The study - by Emma Tominey, a research assistant at the Centre for Economic Performance at the London School of Economics - "also shows that the worst effects are suffered by women from the poorest backgrounds, because in their case smoking is often combined with other unhealthy activities, such as poor diet and consumption of alcohol".

Full story HERE.

Thursday
Feb142008

Watch these blogs!

TFS-ad-banner.jpg Look out for our new animated ad banner which will appear on the following blogs - Guido Fawkes, Iain Dale's Diary, Political Betting and Labour Home - over the next couple of weeks.

Wednesday
Feb132008

Ronnie H bites back

You can't keep a good man down. Bafta award-winning screenwriter Ronnie Harwood has reacted to THIS post with the following riposte:

Please tell Mr ..... that I think he is an intellectual giant otherwise how else could he be an assistant editor of the most politically correct newspaper in Western Europe? Presumably he believes everything that politicians and doctors say. Presumably he believes that they never exaggerate to make a point? What a mind he must have. How enviable.

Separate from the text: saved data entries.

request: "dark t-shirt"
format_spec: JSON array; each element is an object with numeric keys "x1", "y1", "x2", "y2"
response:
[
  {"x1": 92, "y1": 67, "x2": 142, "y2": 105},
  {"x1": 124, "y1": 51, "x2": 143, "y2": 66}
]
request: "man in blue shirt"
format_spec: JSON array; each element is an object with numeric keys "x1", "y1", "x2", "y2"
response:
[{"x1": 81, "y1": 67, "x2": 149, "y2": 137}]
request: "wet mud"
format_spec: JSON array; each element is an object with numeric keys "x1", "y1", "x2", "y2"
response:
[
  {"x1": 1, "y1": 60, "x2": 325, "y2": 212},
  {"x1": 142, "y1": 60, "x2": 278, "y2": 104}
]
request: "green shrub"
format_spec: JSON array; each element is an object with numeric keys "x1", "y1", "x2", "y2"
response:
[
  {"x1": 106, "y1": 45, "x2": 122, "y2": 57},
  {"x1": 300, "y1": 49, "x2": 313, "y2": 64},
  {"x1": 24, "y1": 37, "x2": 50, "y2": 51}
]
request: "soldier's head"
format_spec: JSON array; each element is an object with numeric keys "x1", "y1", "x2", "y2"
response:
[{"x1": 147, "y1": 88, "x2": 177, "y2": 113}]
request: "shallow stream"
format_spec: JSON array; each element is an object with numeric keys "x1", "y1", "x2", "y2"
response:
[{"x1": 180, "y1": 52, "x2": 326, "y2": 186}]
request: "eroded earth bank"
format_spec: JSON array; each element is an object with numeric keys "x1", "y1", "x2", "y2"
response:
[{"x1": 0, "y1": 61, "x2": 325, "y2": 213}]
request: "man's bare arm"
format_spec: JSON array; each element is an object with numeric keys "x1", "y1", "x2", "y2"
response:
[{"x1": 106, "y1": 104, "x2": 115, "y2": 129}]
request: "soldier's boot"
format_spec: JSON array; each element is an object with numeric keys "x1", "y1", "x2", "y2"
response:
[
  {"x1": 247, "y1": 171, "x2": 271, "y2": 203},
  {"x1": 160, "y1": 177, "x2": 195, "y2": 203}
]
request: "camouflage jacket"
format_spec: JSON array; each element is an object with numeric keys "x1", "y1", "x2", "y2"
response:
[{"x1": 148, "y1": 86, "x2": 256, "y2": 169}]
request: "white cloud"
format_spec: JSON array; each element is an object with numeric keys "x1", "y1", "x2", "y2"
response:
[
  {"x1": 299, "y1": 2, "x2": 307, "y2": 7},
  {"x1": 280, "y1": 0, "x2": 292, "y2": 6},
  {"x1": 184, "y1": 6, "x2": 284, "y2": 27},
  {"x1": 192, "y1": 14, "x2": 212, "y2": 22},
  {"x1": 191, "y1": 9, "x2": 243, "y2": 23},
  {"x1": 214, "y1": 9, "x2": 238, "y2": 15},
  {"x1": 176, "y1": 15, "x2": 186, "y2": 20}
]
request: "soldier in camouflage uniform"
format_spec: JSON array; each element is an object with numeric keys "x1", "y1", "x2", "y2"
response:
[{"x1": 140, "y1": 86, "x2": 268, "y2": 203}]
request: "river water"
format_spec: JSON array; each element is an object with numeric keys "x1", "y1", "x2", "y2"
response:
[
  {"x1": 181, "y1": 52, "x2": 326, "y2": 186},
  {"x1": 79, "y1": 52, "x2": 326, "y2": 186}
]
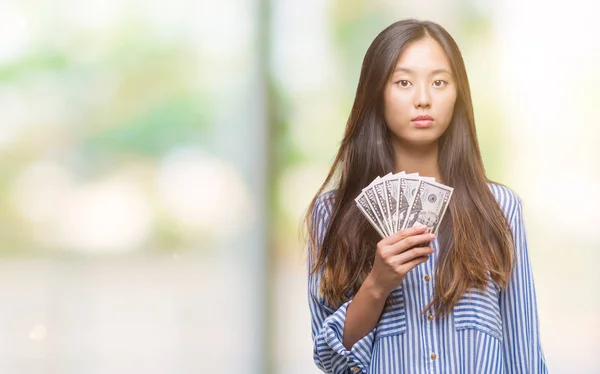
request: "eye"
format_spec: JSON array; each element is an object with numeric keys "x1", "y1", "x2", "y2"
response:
[
  {"x1": 396, "y1": 80, "x2": 412, "y2": 87},
  {"x1": 433, "y1": 80, "x2": 447, "y2": 87}
]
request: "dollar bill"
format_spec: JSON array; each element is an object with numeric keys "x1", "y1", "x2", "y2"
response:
[
  {"x1": 402, "y1": 176, "x2": 422, "y2": 208},
  {"x1": 383, "y1": 174, "x2": 402, "y2": 233},
  {"x1": 355, "y1": 192, "x2": 386, "y2": 238},
  {"x1": 402, "y1": 180, "x2": 453, "y2": 236},
  {"x1": 355, "y1": 172, "x2": 452, "y2": 239},
  {"x1": 373, "y1": 179, "x2": 393, "y2": 234},
  {"x1": 395, "y1": 176, "x2": 410, "y2": 232},
  {"x1": 363, "y1": 185, "x2": 389, "y2": 236}
]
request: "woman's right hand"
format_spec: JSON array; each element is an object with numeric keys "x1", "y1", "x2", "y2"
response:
[{"x1": 368, "y1": 224, "x2": 435, "y2": 297}]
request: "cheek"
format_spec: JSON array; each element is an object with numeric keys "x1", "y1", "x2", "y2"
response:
[
  {"x1": 437, "y1": 93, "x2": 457, "y2": 123},
  {"x1": 384, "y1": 91, "x2": 412, "y2": 120}
]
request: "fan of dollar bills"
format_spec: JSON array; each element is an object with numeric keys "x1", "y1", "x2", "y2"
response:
[{"x1": 354, "y1": 172, "x2": 454, "y2": 238}]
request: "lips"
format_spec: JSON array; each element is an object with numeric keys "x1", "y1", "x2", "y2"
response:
[
  {"x1": 412, "y1": 114, "x2": 434, "y2": 128},
  {"x1": 412, "y1": 115, "x2": 434, "y2": 121}
]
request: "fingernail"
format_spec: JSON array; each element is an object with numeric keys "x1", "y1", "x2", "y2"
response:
[{"x1": 415, "y1": 223, "x2": 427, "y2": 229}]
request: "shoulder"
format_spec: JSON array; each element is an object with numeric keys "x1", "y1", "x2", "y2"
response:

I suppose he has investigated everything from cash for honours to climate change, from the dodgy dossier to MPs' expense claims. Has he investigated the smoking statistics? And will he answer my question - how many people does he know who have killed another human being under the influence of a cigarette? Please ask him to show me a death certificate where the cause of death is given as 'passive smoking' or 'second-hand smoke'?

And please ask him to remember Lady Churchill, the heaviest passive smoker in history. She died aged 92. I'll settle for that.

This could run and run.

Note: I haven't revealed who our Guardian contact is because I'm not sure that his original email was intended for public consumption. In due course, perhaps ...

Wednesday
Feb132008

Beware the sanitisation of public debate

A timely article by Claire Fox, director of the Institute of Ideas, on The Free Society blog. Reflecting on the fate that has befallen the Archbishop of Canterbury in recent days, she notes how Dr Rowan Williams has joined a long list of public figures, from DNA pioneer Professor James Watson to TV's David Bellamy to Pope Benedict XVI who have recently been denounced and told – YOU CAN’T SAY THAT. 

The problem is less big government, or the nanny state, and more an informal narrowing of what all of us can say in the public sphere ... We have to defend free speech by asserting that we can say that, we will say that, and no amount of media hysteria or moral outrage will silence us. If we don’t, we can expect a free society to go up in smoke.